The modern Anglican tradition of celebrating Harvest Festival in churches began in 1843, when the Reverend Robert Hawker invited parishioners to a special thanksgiving service at his church at Morwenstow in Cornwall. Such Victorian hymns as “We plough the fields and scatter”, “Come ye thankful people, come” and “All things bright and beautiful” helped to popularise his idea of harvest festival and spread the annual custom of decorating churches with home-grown produce. The parish Harvest Supper became another important element of the thanksgiving celebrations.
Several Ordinariate communities up and down the country make an annual effort to enrich their worship, fellowship and outreach with a typically Anglican Harvest Festival and Supper. Here, for example, are two brief reports from Bournemouth and Pembury.
“Distinctive Patrimony, and working with long-time Catholics. That is the balance which Cardinal Vincent Nichols held out as an ideal when he addrssed the Ordinariate in Westminster. Not always easy to achieve, but the first weekend in October gave us the perfect opportunity.
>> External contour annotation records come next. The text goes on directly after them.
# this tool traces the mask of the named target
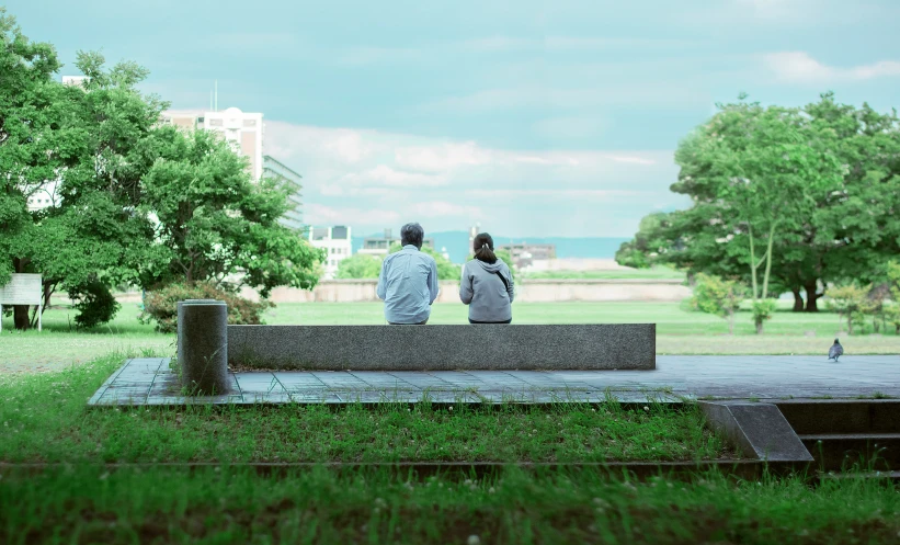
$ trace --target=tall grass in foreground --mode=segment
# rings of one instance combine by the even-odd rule
[[[314,469],[79,467],[0,480],[0,542],[898,543],[889,481],[610,480],[592,472],[424,480]],[[476,537],[472,537],[476,536]]]
[[[0,383],[2,462],[604,462],[732,457],[698,408],[384,404],[88,408],[112,354]]]

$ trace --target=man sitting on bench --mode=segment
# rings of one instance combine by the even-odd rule
[[[376,293],[385,302],[385,319],[392,326],[424,326],[437,298],[437,263],[421,251],[424,238],[421,225],[405,225],[400,228],[403,249],[381,263]]]

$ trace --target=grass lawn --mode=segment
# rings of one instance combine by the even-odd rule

The readings at Mass were about the Vineyard of the Lord, so it was a good time to celebrate that essentially Anglican occasion, Harvest Thanksgiving..
The Anglican Patrimony bit at St Thomas More in Iford came mostly in our hymns. We ploughed the fields and scattered, we joined the song of harvest home, we waved the golden corn, and we collected for the Christchurch Basics Bank.
Before all that, on Saturday evening several of us joined parishioners at their Harvest Supper.”
Mgr. Edwin Barnes
“There were good numbers at Mass yesterday as we celebrated Harvest Festival. This involved singing the great harvest hymns with gusto and gathering up non perishable produce just prior to the singing of the Angelus which was then blessed for distribution to local people in need.”